Statistical Mechanics of Interpolation Nodes, Pluripotential theory and Complex Geometry

TL;DR

This survey explores how probabilistic methods from statistical mechanics can construct Kahler-Einstein metrics and solutions to Einstein's equations on complex manifolds, linking classical approximation problems to modern geometric analysis.

Contribution

It introduces a novel probabilistic framework connecting interpolation nodes with Kahler-Einstein metrics and extends these ideas to non-compact complex spaces, including solutions to the Calabi-Yau equation.

Findings

Probabilistic construction of Kahler-Einstein metrics from interpolation nodes.

Extension of methods to non-compact complex spaces.
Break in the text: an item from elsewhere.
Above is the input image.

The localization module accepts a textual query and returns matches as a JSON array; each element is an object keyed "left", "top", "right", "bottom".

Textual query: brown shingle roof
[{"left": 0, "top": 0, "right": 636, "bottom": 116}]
Connection between temperature limits and classical polynomial asymptotics.

Abstract

This is mainly a survey, explaining how the probabilistic (statistical mechanical) construction of Kahler-Einstein metrics on compact complex manifolds, introduced in a series of works by the author, naturally arises from classical approximation and interpolation problems in complex n-space. A fair amount of background material is included. Along the way, the results are generalized to the non-compact setting of complex n-space. This yields a probabilistic construction of Kahler solutions to Einstein's equations in complex n-space, with cosmological constant -beta, from a gas of interpolation nodes in equilibrium at positive inverse temperature -beta. In the infinite temperature limit, solutions to the Calabi-Yau equation are obtained. In the opposite zero-temperature the results may be interpreted as "transcendental" analogs of classical asymptotics for orthogonal polynomials, with the inverse temperature playing the role of the degree of a polynomial.